The signing of the Oklahoman Blakes -- Jarwin and Bell having attended Oklahoma State and the University of Oklahoma, respectively -- adds serious potency to a McCarthy regime that's not only filled key needs, but also upgraded with each of the aforementioned moves. Further evidence is in how there's suddenly a competition at kicker after two seasons of the Cowboys refusing to challenge Brett Maher. Kai Forbath returns on a one-year deal to lock horns, pun intended, with former Rams kicker Greg Zuerlein to ensure the Cowboys finally end their kicking woes for the foreseeable future.

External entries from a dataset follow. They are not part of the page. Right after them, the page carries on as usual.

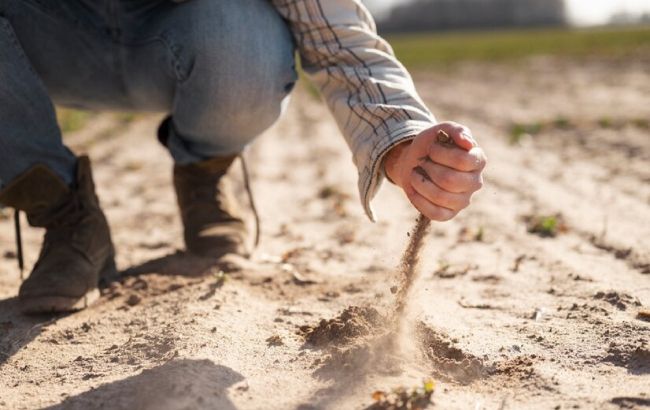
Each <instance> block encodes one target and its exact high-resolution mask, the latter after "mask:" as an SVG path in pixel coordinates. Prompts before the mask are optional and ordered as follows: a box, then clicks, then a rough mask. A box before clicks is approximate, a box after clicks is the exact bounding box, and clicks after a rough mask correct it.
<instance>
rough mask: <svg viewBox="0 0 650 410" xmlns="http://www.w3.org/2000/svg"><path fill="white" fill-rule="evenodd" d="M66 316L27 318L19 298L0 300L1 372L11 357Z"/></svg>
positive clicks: (36, 316)
mask: <svg viewBox="0 0 650 410" xmlns="http://www.w3.org/2000/svg"><path fill="white" fill-rule="evenodd" d="M63 317H65V315H54V316H53V315H43V316H25V315H23V314H22V313H21V312H20V309H19V302H18V298H15V297H14V298H9V299H4V300H0V371H1V369H2V366H3V365H4V364H5V363H6V362H7V360H9V358H10V357H11V356H13V355H14V354H16V353H17V352H18V351H19V350H20V349H21V348H23V347H24V346H25V345H27V344H29V343H30V342H31V341H32V340H34V339H35V338H36V337H37V336H38V335H39V334H40V333H41V331H42V330H43V329H44V328H45V327H47V326H49V325H51V324H53V323H55V322H56V321H57V320H59V319H61V318H63Z"/></svg>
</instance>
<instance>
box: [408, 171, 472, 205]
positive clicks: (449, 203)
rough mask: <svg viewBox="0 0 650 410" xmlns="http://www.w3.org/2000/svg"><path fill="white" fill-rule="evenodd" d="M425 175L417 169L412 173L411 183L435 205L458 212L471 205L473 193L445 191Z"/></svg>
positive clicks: (421, 195) (419, 192)
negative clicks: (471, 201)
mask: <svg viewBox="0 0 650 410" xmlns="http://www.w3.org/2000/svg"><path fill="white" fill-rule="evenodd" d="M425 175H426V174H425ZM425 175H423V174H422V173H420V172H417V171H414V172H413V173H412V174H411V184H412V186H413V189H414V190H415V192H417V193H418V194H420V195H421V196H422V197H423V198H424V199H426V200H427V201H429V202H431V203H433V204H434V205H437V206H439V207H443V208H447V209H449V210H452V211H456V212H458V211H460V210H462V209H464V208H466V207H467V206H468V205H469V202H470V197H471V195H472V193H452V192H448V191H445V190H443V189H441V188H440V187H438V186H437V185H436V184H435V183H434V182H433V181H432V180H431V179H429V178H427V177H426V176H425Z"/></svg>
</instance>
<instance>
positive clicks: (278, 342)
mask: <svg viewBox="0 0 650 410" xmlns="http://www.w3.org/2000/svg"><path fill="white" fill-rule="evenodd" d="M266 344H267V345H268V346H271V347H274V346H283V345H284V341H283V340H282V338H281V337H280V336H279V335H273V336H271V337H269V338H267V339H266Z"/></svg>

This is all been going on while the team has seen reignited talks with Dak Prescott, by the way, and the re-signing of four-time Pro Bowl wide receiver Amari Cooper to a five-year, $100 million deal is the coup de grace before the actual coup de grace -- namely the looming contract that will make Prescott the highest-paid player in franchise history. McCarthy rubber-stamped the future of Prescott in Dallas expeditiously and often, and even if McCarthy and the Cowboys make no other splashy signings this offseason outside of the former NFL Rookie of the Year and two-time Pro Bowl quarterback, what he's done in only two weeks of free agency already eclipses any excitement Garrett ever enjoyed in his nine seasons with the club.

McCarthy has shown he values the safety position, the interior defensive line and a playmaking tight end more than Garrett ever did, and it's one reason why players like McCoy are calling their respective signing a "dream come true" while Clinton-Dix labels it "the opportunity of a lifetime". What McCarthy brings to Dallas isn't just experience but a plan that's a year in the making, and one the Joneses are drooling to see unfold before them. And thus far, be it his construction of an impressive coaching staff and/or what he's convinced them to grant him in free agency, the excitement in Dallas is still subject to the test of time, but it's justified for now. 

Up next comes the 2020 NFL Draft, and the team has already promised things "will be a bit different" to get McCarthy the pieces he needs to win games. There's a new sheriff in town in Dallas, and the governor, the mayor, and the city council are all letting him establish new law.